The Ubuntu Budgie team is delighted to announce an Ubuntu Testing Week from April 2nd to April 8th with other flavors in the Ubuntu family.
April 2nd is the beta release of what will become Ubuntu Budgie 20.04, and during this week, there will be a freeze on changes to features, the user interface and documentation. Between April 2nd and final release on April 23rd, the Ubuntu Budgie team and community will focus on ISO testing, bug reporting, and fixing bugs. Please join the community by downloading the daily ISO image and trying it out, even beginning today.
Downloads
Ubuntu Budgie ISO Download: http://cdimage.ubuntu.com/ubuntu-budgie/daily-live/current/
Other flavor downloads: http://cdimage.ubuntu.com/
QA Tracker
QA tracker: http://iso.qa.ubuntu.com/qatracker/milestones/411/builds
From this main page, click on the ‘Ubuntu Budgie Desktop amd64’ link to arrive
at the test cases page (But we encourage you to test as many Flavors as you are
willing!).
On the test cases page, you can download the ISO by clicking the ‘Link
to the download information’ and report test results to the
various test cases for Ubuntu Budgie.
If you see other flavors needing testing
on the main page, please test for them as well.
Getting Help or Discussing
Chat live on IRC (#ubuntu-quality on Freenode) or telegram (UbuntuTesters: https://t.me/UbuntuTesters) if you like, during this time of pandemic social distancing.
We can also discuss here in this thread as needed as well.
Test Targets
If you have no spare computer to use for testing, no problem!

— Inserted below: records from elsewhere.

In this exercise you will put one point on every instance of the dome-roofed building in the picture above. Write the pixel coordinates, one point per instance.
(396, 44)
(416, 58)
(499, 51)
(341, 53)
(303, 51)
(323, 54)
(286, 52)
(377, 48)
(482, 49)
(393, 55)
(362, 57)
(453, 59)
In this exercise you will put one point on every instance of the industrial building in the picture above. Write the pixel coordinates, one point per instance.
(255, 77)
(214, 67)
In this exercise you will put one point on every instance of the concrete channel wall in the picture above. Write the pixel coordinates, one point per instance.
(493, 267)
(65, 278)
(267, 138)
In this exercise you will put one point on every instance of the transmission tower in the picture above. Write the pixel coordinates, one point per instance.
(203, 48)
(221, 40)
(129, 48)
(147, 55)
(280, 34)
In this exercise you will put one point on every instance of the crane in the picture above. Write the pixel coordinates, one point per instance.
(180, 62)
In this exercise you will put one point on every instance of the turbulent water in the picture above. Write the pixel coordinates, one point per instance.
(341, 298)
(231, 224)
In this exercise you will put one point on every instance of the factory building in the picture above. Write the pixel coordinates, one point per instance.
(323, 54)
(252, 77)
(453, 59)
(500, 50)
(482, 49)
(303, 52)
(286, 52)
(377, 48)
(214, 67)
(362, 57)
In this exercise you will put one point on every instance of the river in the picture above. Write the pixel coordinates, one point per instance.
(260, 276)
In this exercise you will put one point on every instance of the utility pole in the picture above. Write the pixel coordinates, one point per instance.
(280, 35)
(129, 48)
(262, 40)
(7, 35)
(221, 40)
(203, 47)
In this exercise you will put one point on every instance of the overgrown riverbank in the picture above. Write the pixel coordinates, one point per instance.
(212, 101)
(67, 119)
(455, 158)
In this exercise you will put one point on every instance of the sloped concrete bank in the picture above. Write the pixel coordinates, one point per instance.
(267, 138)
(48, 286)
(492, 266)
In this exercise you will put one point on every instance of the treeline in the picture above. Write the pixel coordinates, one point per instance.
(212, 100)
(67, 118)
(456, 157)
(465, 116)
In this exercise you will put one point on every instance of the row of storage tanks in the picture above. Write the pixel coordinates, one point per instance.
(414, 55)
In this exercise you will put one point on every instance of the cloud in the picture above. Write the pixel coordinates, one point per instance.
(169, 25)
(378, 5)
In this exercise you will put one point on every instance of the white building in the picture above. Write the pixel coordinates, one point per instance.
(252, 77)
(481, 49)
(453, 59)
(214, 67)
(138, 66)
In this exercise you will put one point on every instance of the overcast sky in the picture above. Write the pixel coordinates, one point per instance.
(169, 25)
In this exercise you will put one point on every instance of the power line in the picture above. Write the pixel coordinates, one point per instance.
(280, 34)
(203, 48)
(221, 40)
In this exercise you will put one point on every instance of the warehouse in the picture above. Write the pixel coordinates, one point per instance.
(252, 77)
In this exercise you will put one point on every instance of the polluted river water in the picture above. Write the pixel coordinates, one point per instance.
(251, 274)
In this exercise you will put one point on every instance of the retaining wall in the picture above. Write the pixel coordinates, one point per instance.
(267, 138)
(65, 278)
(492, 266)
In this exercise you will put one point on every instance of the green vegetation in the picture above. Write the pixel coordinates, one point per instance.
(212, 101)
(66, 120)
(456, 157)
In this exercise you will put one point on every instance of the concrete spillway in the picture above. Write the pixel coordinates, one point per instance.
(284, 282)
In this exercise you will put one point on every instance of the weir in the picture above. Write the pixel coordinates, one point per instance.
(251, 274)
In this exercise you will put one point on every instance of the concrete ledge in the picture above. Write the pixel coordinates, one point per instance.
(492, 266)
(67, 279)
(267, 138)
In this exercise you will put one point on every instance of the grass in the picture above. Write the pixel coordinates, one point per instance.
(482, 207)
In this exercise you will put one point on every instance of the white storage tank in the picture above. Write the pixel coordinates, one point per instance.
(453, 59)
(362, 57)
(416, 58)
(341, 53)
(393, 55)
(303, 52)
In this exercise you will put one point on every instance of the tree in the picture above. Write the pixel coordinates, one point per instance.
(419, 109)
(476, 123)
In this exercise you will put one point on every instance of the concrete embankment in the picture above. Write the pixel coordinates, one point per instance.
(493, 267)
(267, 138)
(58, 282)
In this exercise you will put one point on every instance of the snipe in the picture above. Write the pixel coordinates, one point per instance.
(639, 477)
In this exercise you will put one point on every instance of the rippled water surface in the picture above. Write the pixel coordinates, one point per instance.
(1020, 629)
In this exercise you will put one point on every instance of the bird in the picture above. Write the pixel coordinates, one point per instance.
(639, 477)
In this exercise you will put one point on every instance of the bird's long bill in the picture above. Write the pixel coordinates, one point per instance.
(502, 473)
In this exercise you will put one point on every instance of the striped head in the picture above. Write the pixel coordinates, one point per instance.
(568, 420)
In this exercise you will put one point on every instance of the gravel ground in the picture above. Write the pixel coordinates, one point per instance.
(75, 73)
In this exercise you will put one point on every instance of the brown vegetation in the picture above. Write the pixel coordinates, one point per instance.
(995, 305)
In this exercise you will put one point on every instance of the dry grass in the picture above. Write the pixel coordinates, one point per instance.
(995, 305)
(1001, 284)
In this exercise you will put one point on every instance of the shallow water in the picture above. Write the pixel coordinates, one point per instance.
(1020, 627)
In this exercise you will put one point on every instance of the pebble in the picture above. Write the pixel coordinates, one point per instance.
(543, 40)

You can test without changing your system by running it in a VM (Virtual Machine) with software like Virtualbox or running it in the live session from a USB or DVD, so you can also test if your hardware works correctly. We encourage those that are willing, installing it either in a VM or on physical hardware–requires at least 6GB of hard disk space–and use it continuously for a few days, as more bugs can be exposed and reported this way.
Reporting Bugs
The easy way to report a bug is to open up Tilix (or whichever terminal you are
using) and then typing:
ubuntu-bug packagename
The packagename
is the program or application where you experience the bug.
Using ubuntu-bug
will automatically upload error logs and other files to Launchpad that developers need to fix the bug.
How Do I Find the Package Name?
Here is a beautiful youtube video showing the entire process, including one way to figure out what packagename
is appropriate.
https://www.youtube.com/watch?v=CjTyzyY9RHw
Notable Packages
The installer’s packagename
is ubiquity
. Experience tells us that it is the most useful packagename
to know for ISO testing when things go wrong with the installation. The live session software package is casper
, should you encounter bugs affecting the live session itself, not programs.
Other programs with bugs should be filed against their packages, for instance, firefox
, nemo
, vlc
, etc. Only the bug number is needed when reporting the results of a test on the QA tracker.
Applications
Please test programs/applications that you regularly use, so you can identify bugs and regressions that should be reported.
ISOs
New ISO files are built every day; always test with the most up-to-date ISO. It is easier and faster to update an existing daily ISO with the command below (first right-click on the ISO’s folder in Nemo and select Open in Terminal
) or open Tilix and cd path-to-ISO-folder
.
Zsync downloads only changes, so it’s swift.
$ zsync http://cdimage.ubuntu.com/ubuntu-budgie/daily-live/current/focal-desktop-amd64.iso.zsync
Note - You may need to install Zsync. THe can be done in the terminal with sudo apt install zsync
Thank You!
We all thank you for any help and testing provided as we all march towards a solid release.